The lawsuit notes that CEC pays its clients for enrolling students—some are paid per enrollee—which it says creates an incentive to pressure innocent people into enrolling.
Elisa Della-Piana is familiar with private shoplifting education programs from her time serving low-income clients at the East Bay Community Law Center in Berkeley. She has represented people who were asked to participate in private shoplifting education programs, though not CEC’s—and she thinks the programs are generally extortion.
For example, she once had a client—a minor—accused of shoplifting items worth less than $20. The client’s friend was holding the items, and it wasn’t clear that her client knew about it. But the store stopped everyone, Della-Piana says, and both the store and the private company called her client’s mother, saying they’d prosecute if she didn’t pay for the program.
“They didn’t have $300, but they believed that their child would be in jail if they didn’t come up with it,” says Della-Piana, now legal director at the Lawyers’ Committee for Civil Rights of the San Francisco Bay Area. “And that wasn’t the case.

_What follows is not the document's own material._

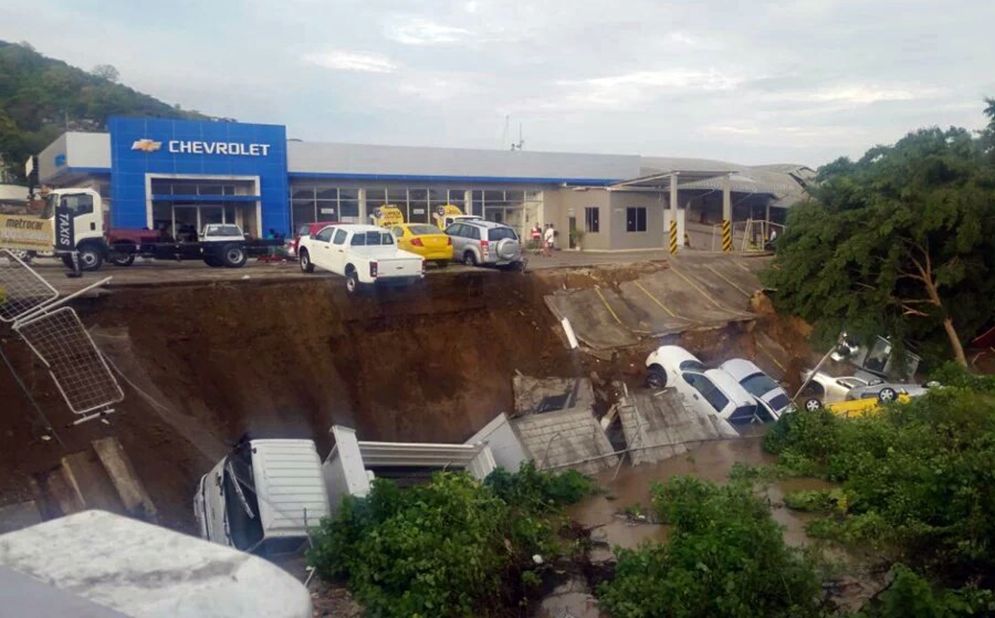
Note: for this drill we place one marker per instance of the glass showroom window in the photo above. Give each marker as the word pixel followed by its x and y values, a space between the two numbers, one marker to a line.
pixel 635 219
pixel 592 220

The DA was not going to prosecute this case with dubious evidence against a minor for a $20 thing that he didn’t have.”
Megan E. Ryan, former supervising attorney of the East Bay Community Law Center’s consumer protection program, saw accused shoplifters at the center’s clinic. Almost everyone she’s met who had a letter from CEC ended up agreeing to pay, she says, “because they feel like there’s no other choice.”
“Their understanding has been … that they are either going to have an interaction with the criminal justice system or they’re going to pay the money for the class,” says Ryan, now an attorney with Goldstein, Borgen, Dardarian & Ho in Oakland, California. “And legally, that’s extortion. You can’t say to somebody: ‘We’re going to press criminal charges unless you pay this money.’ “
Frampton, the Berkeley professor, says the program does not sound like a model for restorative justice. “One of the basic principles of restorative justice is the consent of all the parties,” she says. “As I understand it, what this program is doing sounds to me very coercive.”